One of the meetings was a private conversation between Sessions and Russian Ambassador Sergey Kislyak in September in the then-senator's office, according to a Washington Post report.
The other meeting occurred following a Heritage Foundation speech Sessions gave over the summer at which several foreign ambassadors - including the Russian ambassador - approached Sessions after his remarks.
The revelation may renew calls for an FBI investigation into Sessions' Russian ties and potentially lead to allegations of perjury.
In a statement Wednesday night, Sessions said, "I never met with any Russian officials to discuss issues of the campaign. I have no idea what this allegation is about. It is false."
Sessions had more that 25 conversations with foreign ambassadors last year in his role as a senior member of the Senate Armed Services Committee, reports the Associated Press.
On Jan. 10, Sen. Al Franken cited in Sessions' confirmation hearing documents that accused Trump campaign officials of contact with the Russian government. Franken asked Sessions, "If there is any evidence that anyone affiliated with the Trump campaign communicated with the Russian government in the course of this campaign, what would you do?”

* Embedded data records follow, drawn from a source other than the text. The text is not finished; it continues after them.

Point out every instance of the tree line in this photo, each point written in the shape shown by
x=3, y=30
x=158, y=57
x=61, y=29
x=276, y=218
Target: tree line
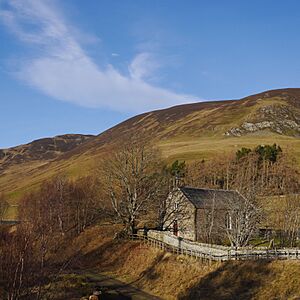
x=130, y=186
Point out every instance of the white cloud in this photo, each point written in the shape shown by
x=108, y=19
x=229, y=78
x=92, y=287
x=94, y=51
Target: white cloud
x=64, y=71
x=143, y=66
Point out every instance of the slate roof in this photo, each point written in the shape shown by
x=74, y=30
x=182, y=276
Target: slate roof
x=202, y=198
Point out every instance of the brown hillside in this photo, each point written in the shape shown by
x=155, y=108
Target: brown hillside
x=188, y=132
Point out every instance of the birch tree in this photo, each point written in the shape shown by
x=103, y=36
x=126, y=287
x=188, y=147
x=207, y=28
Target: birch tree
x=132, y=182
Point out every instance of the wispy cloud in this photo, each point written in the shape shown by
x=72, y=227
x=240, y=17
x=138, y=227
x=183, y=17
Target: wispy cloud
x=63, y=70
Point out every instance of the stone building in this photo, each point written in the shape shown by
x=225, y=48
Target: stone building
x=200, y=214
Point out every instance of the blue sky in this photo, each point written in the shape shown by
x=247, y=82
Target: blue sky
x=78, y=66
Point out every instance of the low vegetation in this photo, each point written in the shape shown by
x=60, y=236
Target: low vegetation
x=59, y=235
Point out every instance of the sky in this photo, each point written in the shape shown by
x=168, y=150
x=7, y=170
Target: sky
x=73, y=66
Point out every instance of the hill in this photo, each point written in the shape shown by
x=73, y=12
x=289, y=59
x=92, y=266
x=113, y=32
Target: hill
x=191, y=131
x=43, y=149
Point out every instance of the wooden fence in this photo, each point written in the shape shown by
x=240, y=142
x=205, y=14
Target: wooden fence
x=213, y=254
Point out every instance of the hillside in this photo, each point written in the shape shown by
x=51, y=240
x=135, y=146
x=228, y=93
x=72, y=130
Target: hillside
x=41, y=150
x=191, y=131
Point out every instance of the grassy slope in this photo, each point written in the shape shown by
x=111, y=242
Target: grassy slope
x=188, y=132
x=178, y=277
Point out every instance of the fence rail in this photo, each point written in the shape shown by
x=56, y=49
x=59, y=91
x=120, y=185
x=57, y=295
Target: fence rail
x=211, y=253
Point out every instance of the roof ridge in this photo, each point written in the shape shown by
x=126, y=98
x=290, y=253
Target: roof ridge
x=207, y=189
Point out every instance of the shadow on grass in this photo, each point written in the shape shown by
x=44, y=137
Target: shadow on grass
x=105, y=256
x=233, y=280
x=150, y=273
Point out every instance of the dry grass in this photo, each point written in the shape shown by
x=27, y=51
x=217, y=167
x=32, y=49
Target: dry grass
x=177, y=277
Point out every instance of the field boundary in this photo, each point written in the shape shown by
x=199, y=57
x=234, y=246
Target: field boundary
x=171, y=243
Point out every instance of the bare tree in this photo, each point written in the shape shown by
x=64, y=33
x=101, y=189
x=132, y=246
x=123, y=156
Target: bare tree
x=132, y=181
x=3, y=207
x=173, y=210
x=241, y=220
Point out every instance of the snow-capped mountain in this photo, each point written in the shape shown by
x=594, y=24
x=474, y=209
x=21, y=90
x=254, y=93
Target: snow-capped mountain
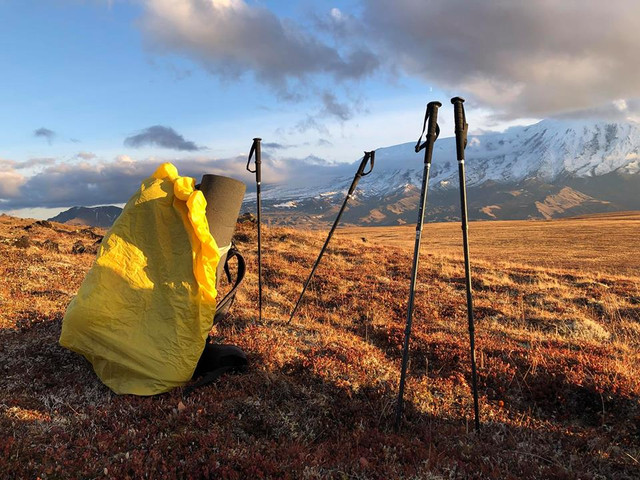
x=551, y=169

Sessions, who was under oath, replied, “Sen. Franken, I’m not aware of any of those activities. I have been called a ‘surrogate’ at a time or two in that campaign, and I didn’t have communications with the Russians, and I’m unable to comment.”
Democratic House Minority Leader Nancy Pelosi accused Sessions of "lying under oath" and demanded he resign.
Sessions is currently leading an FBI probe investigating connections between the Trump campaign and the Russian government.
"It's clearer than ever now that the attorney general cannot, in good faith, oversee an investigation at the Department of Justice and the FBI of the Trump-Russia connection, and he must recuse himself immediately," Franken said.